What is human is what is natural to man, and what is most essentially or most specifically natural to man is what relates to the Absolute and which consequently requires the transcending of what is earthly in man. (GTUFS: DivineHuman, Consequences Flowing from the Mystery of Subjectivity)
There is a great deal of talk these days about “humanism,” talk which forgets that once man abandons his prerogatives to matter, to machines, to quantitative knowledge, he ceases to be truly “human.” What is most totally human is what gives man the best chances for the hereafter, and this is what also most deeply corresponds to his nature. (GTUFS: UIslam, Islam)
What is most profoundly and authentically human rejoins the Divine by definition. (GTUFS: HaveCenter, Concerning a Question of Astronomy) There is nothing human which is not an evil from some point of view: even tradition itself is in certain respects an “evil,” since it must handle evil things in man and these human ills invade it in their turn, but it is then a lesser evil, or a “necessary evil,” and, humanly speaking, it would obviously be far truer to call it a “good.” The pure truth is that “God alone is good” and that every earthly thing has some ambiguous side to it. (GTUFS: LSelf, The Meaning of Caste)
Human Animality: It should be noted that human animality is situated beneath animality as such, for animals innocently follow their immanent law and thereby enjoy a certain natural and indirect contemplation of the Divine Prototype; whereas there is decadence, corruption and subversion when man voluntarily reduces himself to his animality. (GTUFS: SufismVQ, Paradoxes of an Esoterism)

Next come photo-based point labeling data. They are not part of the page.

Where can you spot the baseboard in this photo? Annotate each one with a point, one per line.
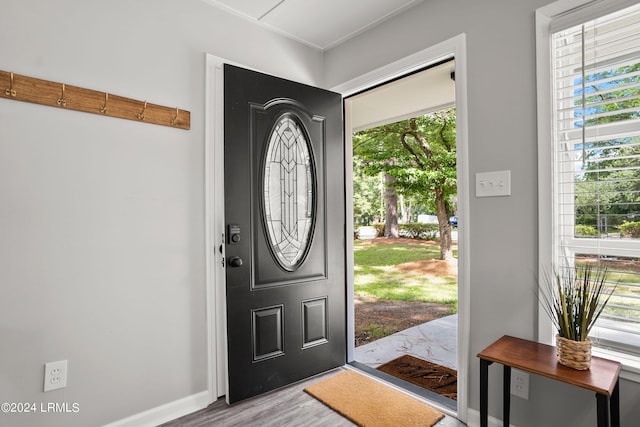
(162, 414)
(473, 419)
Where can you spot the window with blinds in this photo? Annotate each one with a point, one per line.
(596, 89)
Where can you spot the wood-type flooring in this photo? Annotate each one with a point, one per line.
(289, 406)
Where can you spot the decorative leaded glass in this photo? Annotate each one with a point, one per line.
(288, 193)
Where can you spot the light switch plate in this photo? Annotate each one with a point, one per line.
(492, 184)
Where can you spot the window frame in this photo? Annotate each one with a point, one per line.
(556, 16)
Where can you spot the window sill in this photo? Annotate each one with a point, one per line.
(630, 364)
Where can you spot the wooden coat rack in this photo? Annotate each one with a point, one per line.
(44, 92)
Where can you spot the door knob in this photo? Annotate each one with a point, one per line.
(235, 261)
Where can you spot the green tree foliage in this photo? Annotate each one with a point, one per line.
(424, 166)
(608, 184)
(367, 198)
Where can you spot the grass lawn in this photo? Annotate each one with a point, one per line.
(377, 274)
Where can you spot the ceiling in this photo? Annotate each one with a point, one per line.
(321, 24)
(420, 93)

Human Nature: When we speak of man, what we have in mind first of all is human nature as such, that is, inasmuch as it is distinguished from animal nature. Specifically human nature is made of centrality and totality, and hence of objectivity; objectivity being the capacity to step outside oneself, while centrality and totality are the capacity to conceive the Absolute. First, objectivity of intelligence: the capacity to see things as they are in themselves; next, objectivity of will, hence free will; and finally, objectivity of sentiment, or of soul if one prefers: the capacity for charity, disinterested love, compassion. “Noblesse oblige”: the “human miracle” must have a reason for being that is proportionate to its nature, and it is this that predestines – or “condemns” – man to surpass himself; man is totally himself only by transcending himself. Quite paradoxically, it is only in transcending himself that man reaches his proper level; and no less paradoxically, by refusing to transcend himself he sinks below the animals which – by their form and mode of passive contemplativity – participate adequately and innocently in a celestial archetype; in a certain respect, a noble animal is superior to a vile man. (GTUFS: HaveCenter, Survey of Integral Anthropology)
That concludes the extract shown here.